Brett, what route did you take to H.I.? I know the ferry must've been packed so I bet you took 59 to 10 exit Winnie?
Did you see that big gator over there that they are talking about on the levee? I heard it was a scary one.

Sandy


----------



## Pocketfisherman (May 30, 2005)

Every one of those is a wallhanger. The 4th one of the curving road is beautiful. The road leads your eye to the soft misty light at the upper right. That's as perfect of a shot as I would ever hope to take. Nice work.


----------



## MT Stringer (May 21, 2004)

Good job, Brett. They all look great.
Mike


----------



## fishphoto (Mar 3, 2005)

sandybottom said:


> That second to the last one looks like Elm Lake? Looks familiar.
> 
> I like the the YCNH with the crawfish. Very nice as usual.
> 
> ...


The second to last shot is actually 40-acre lake near the start of the trail. We took I-10 to get to High Island. I like going through Bolivar, but the ferry just takes way too long.


----------



## RustyBrown (May 29, 2004)

Brett, so how low did you have to get for the Black-crowned Night Heron shot? Makes a big difference in perspective. Looks like this was the last weekend before it gets really hot there, but you should be in good shape by now.

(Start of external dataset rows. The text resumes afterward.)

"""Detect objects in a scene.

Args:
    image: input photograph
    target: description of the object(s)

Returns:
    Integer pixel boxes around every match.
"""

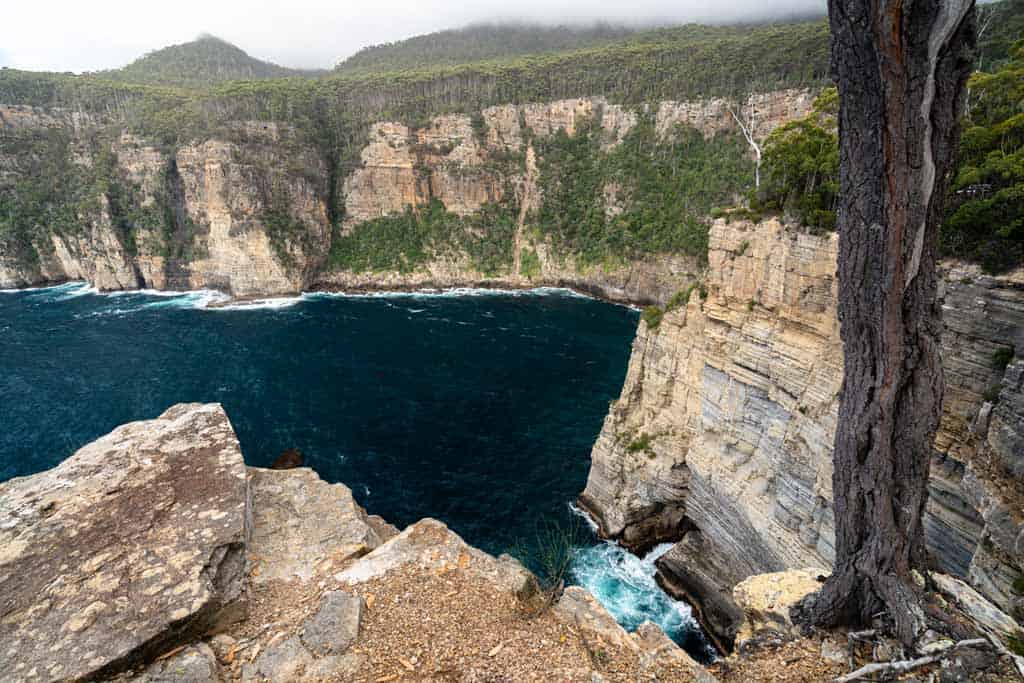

I didn't get any "moments" on my trip, but I learned a lot. With the 7D I paid close attention to my settings on the rear display. The D300 will display the same info there, but it requires a button press. I'll be good if I just pay close attention to the viewfinder dashboard.

I also lugged that tripod all over, but never felt compelled to use it because the lens is so much smaller than the Bigma.


----------



## fishphoto (Mar 3, 2005)

I was able to lower the camera height in relation to the bird by stepping down the slope to the side of the trail a little bit. I didn't actually lower the tripod for this one. I got a great shot of a Black Crowned Night Heron in flight (I've never seen one flying) at high island but I just barely clipped off the tip of the wing  

I'll post that one later.


----------



## RustyBrown (May 29, 2004)

I was only in 21 segment AF for the heron in flight. I'm assuming you shoot 51 segment 3D. Will that help with exposure or is it strictly focus related?


----------



## fishphoto (Mar 3, 2005)

I'm not sure if it helps with exposure or not. I'm usually in the 21 segment but if I know I am going to be shooting birds in flight, I'll switch over to the 51 segment.


----------